Anyone who has seen the film will know that Blanche has reason to be wary of Jane’s cooking:-
“And then, almost exactly at the moment when the last faint traces of daylight faded from the room, Jane’s footsteps approached with sudden briskness through the lower hallway and across the living room to the stairs.
Blanche reached out quickly to the bedside lamp and switched it on, commanding herself at the same time to be calm and composed. She watched shudderingly as the circle of light dashed itself out into the room, reaching, it seemed, with soft fingers for the dark and the repugnant tray.
She could not guess what Jane’s attitude might be, what she might say or do. Taking up the book form her lap, she propped it firmly against the arm of her chair in an effort to keep it steady.
When Jane came into the room, Blanche kept her eyes rigidly lowered to the book. Even so, she felt the panic rise again within her, suddenly, sharply. In an effort to hold it back, she told herself that she must not let herself be hysterical. There was noting, really, to be frightened about. Nonetheless her hands tightened their hold upon the book, as if in an effort to brace her entire being against the assault of any word or gesture that might come from Jane’s direction.
Jane, meanwhile, showed no inclination at all toward communicativeness. Carrying a new tray – Blanche’s dinner tray this time – she crossed directly to the desk and put it down beside the one already there.
At the corner of Blanche’s eye there appeared two monstrous mounds of white horror in the shadows beyond the reach of the light. And then, taking up the dreadful lunch tray, Jane, still without a glance in Blanche’s direction, turned and made her way out of the room. Not until her footsteps has faded off down the stairs did Blanche let the book fall from her trembling hands back into her lap.”
Farrell’s prose is brisk and expressive. Lights, shadows, stairs all lurk. Each character’s psychological truth is demonstrated in clear and lucid terms. We know – or think we know – why they do what they do, fatally ridiculous though it may seem to us and utterly opaque as it is to those who suffer as a result. Blanche’s timid forbearance and inaction, Jane’s dangerous moods, Edwin Flagg’s not running away the moment he spots his new employer. These all make sense in the light of their backstories and memories.

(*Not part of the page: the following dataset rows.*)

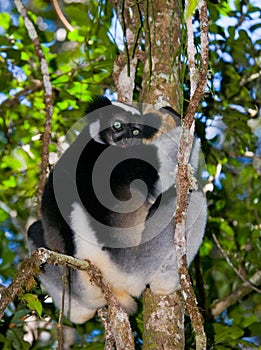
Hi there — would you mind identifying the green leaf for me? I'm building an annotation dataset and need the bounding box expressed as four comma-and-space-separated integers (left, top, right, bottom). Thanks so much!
214, 323, 244, 344
185, 0, 198, 20
20, 293, 43, 317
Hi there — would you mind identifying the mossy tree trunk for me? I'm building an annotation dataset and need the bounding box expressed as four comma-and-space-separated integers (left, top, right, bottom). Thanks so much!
114, 0, 184, 350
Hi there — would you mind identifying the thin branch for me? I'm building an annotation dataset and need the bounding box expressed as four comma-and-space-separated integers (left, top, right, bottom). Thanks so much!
212, 233, 261, 293
212, 270, 261, 318
52, 0, 74, 32
174, 0, 208, 349
184, 0, 208, 128
14, 0, 53, 216
0, 248, 134, 350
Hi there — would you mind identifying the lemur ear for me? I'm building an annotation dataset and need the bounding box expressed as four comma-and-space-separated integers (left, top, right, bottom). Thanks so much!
143, 112, 161, 139
159, 106, 181, 126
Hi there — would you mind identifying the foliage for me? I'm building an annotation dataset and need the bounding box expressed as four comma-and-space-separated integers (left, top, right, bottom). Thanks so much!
0, 0, 261, 349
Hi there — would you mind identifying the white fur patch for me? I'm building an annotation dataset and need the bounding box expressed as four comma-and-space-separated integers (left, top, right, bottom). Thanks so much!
70, 203, 144, 297
89, 119, 104, 143
112, 101, 140, 115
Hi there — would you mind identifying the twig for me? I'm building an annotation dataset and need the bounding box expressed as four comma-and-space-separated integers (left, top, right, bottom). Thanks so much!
52, 0, 74, 32
212, 233, 261, 293
0, 248, 134, 350
14, 0, 53, 216
184, 0, 208, 128
174, 0, 208, 349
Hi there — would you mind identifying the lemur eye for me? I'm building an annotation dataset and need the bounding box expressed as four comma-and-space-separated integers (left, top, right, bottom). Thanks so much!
113, 120, 122, 129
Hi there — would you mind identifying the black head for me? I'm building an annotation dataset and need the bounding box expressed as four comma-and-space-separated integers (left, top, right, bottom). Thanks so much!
88, 97, 161, 147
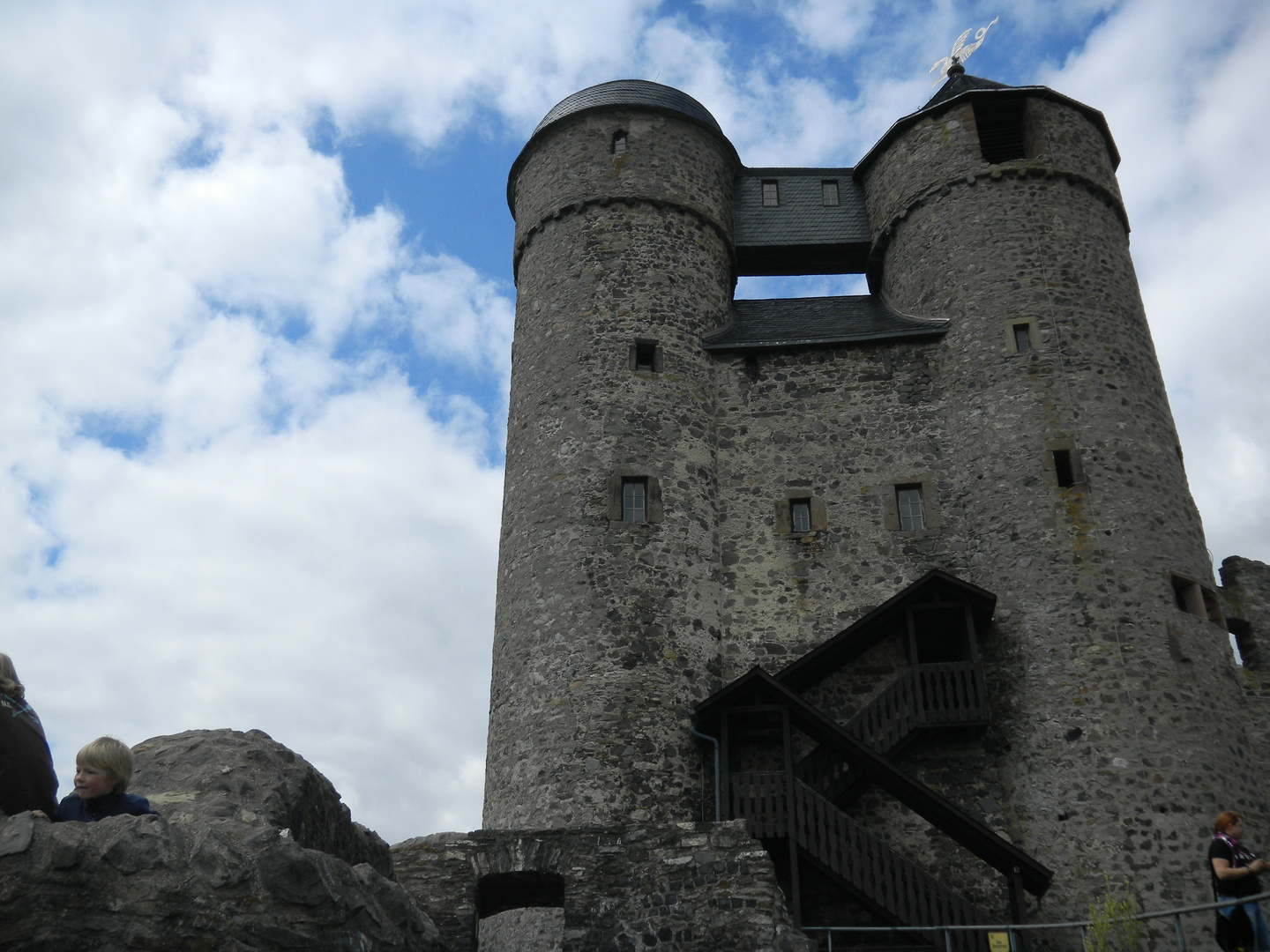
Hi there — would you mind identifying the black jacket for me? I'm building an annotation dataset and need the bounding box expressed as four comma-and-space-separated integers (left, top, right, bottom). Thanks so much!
57, 793, 158, 822
0, 693, 57, 816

“Jane’s face, as she sat there, seemed to hang haggardly upon itself like a tattered cloth. her eyes were dull, shielded from the light by the forward inclination of her head. She was lost. Lost and terribly frightened. In her fright, she turned back upon the bleak vista of the day, trying to discover by what wrong running she had arrived at this final moment of lonely desolation.
Once the way was known to her, perhaps she would be able to retrace the minutes like steps so that tomorrow she would arrive back at today’s bright beginning. The harder she stared, though, the more obscure the path became to her. It was a shadowed lane that she had travelled blindly.

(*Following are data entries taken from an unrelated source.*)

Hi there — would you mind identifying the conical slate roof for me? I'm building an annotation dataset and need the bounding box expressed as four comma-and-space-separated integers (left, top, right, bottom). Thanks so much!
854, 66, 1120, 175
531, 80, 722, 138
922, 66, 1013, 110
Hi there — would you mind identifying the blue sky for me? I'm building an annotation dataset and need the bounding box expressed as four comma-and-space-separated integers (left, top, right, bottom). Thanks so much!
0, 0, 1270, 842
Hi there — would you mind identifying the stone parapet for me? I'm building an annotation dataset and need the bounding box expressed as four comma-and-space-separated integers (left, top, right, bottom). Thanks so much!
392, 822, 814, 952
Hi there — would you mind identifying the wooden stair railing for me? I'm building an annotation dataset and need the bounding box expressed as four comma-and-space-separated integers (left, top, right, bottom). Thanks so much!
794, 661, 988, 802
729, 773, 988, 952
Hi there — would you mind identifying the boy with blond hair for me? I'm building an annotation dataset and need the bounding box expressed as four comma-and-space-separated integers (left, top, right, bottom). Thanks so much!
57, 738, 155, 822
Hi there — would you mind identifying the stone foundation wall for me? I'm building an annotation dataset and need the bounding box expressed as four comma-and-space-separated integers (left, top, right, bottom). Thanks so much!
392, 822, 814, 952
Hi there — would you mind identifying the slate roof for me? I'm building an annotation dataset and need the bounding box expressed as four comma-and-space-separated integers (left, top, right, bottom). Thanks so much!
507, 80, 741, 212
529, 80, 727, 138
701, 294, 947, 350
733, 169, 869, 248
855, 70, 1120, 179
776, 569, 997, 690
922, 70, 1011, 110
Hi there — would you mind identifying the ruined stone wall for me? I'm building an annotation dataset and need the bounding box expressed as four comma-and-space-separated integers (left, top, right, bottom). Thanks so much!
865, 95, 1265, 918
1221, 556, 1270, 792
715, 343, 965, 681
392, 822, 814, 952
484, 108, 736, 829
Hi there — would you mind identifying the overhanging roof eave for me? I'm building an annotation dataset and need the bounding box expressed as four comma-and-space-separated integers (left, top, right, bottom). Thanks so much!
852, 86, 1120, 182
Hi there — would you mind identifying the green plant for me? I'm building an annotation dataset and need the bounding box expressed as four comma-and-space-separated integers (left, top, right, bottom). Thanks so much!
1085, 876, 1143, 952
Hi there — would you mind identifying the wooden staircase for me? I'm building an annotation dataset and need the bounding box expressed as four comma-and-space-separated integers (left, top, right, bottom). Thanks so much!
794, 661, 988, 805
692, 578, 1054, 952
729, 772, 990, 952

She had been led, helplessly, by elements and forces beyond herself. None of it was her fault; it had been forced on her, relentlessly, cruelly. But forced or not, she saw in her fright that she must turn back, or even turn in a new direction; she must escape while escape was still possible. Blinking, she stared harder, harder…”

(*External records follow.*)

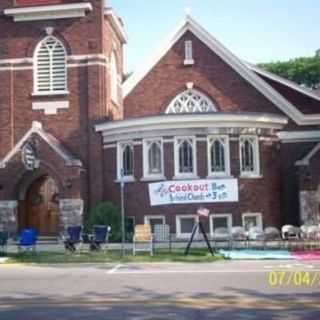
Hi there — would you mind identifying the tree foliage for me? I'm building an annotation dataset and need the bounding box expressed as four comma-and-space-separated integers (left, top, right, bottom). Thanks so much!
258, 51, 320, 88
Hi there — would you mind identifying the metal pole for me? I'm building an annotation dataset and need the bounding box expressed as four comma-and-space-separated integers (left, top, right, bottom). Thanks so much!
120, 180, 125, 256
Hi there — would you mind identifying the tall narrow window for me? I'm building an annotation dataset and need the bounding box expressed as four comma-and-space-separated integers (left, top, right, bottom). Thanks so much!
34, 36, 67, 94
240, 136, 259, 176
118, 143, 134, 179
110, 52, 118, 103
184, 40, 194, 65
208, 136, 230, 176
143, 139, 163, 178
175, 137, 196, 177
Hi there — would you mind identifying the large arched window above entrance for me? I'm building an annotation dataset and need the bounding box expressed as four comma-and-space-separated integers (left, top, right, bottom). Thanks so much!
34, 36, 67, 94
166, 89, 217, 113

The book is certainly recommended, but we suggest that you see the film first, for its dramatic visuals, more intricate plot, melodramatic turns, for Bette Davis’ rendition of “I’ve Written a Letter to Daddy”, Victor Buono’s ghastly Edwin Flagg, and the scene on the beach.[P adds: Yes indeedy, the Robert Aldrich film is an eerie, icky, squalid masterpiece, with a great twist. Bette Davis, Joan Crawford and Victor Buono are sensational.]